Police Operations: The Technology Used in Policing

Dangers of policing

In the recent past issues of increased criminal activities have surged. Such aspects as terrorism, cyber crime, etc pose hitherto un-witnessed challenges. This development places the police force under intense pressure. Specifically, these crimes call for utmost attention. As such, the police are expected to liaise with all concerned departments if they are to stand a chance of containing the threat that criminal gangs pose. However, attaining full cooperation remains an illusion. The absence of full cooperation poses a danger to the policing department.

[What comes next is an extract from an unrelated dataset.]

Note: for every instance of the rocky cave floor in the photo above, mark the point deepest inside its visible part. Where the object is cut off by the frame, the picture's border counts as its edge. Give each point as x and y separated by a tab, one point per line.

High technology usage poses a serious danger to policing (Goldsmith and Sheptycki, 2007). With the advent of technology, new opportunities have arisen. On the other hand, threats have equally emerged. Criminals come from various groups within the society. Within the criminal community, some groups enjoy a high level of technological capability. This implies that the police needs to polish their technological skills and knowledge if they are to contain the activities of techno-savvy criminals. In practice, criminal groups such as drug traffickers and terrorists possess higher technological capabilities than police agencies. If such is the state of affairs, then the police face various dangers

Less than lethal weapons

The police discharge various duties. While carrying out the various responsibilities, the police use different types of weapons. The execution of different tasks demands that the police force is likely to use various weapons. However, the use of deadly weapons is often contested (Walker and Katz, 2008). Lobby groups and victim family members object to the use of lethal weapons by the police. Experts also argue that proper training would help in eliminating the use of lethal weapons. Such, coupled with mounting legal suits have strengthened the case for shifting to the use of less lethal weapons. Less lethal weapons are only intended to incapacitate a victim as opposed to causing injury. Less lethal weapons include shotguns used to fire nets, thermal guns used to raise body temperature, darts, blinding strobe lights, pepper spray, etc.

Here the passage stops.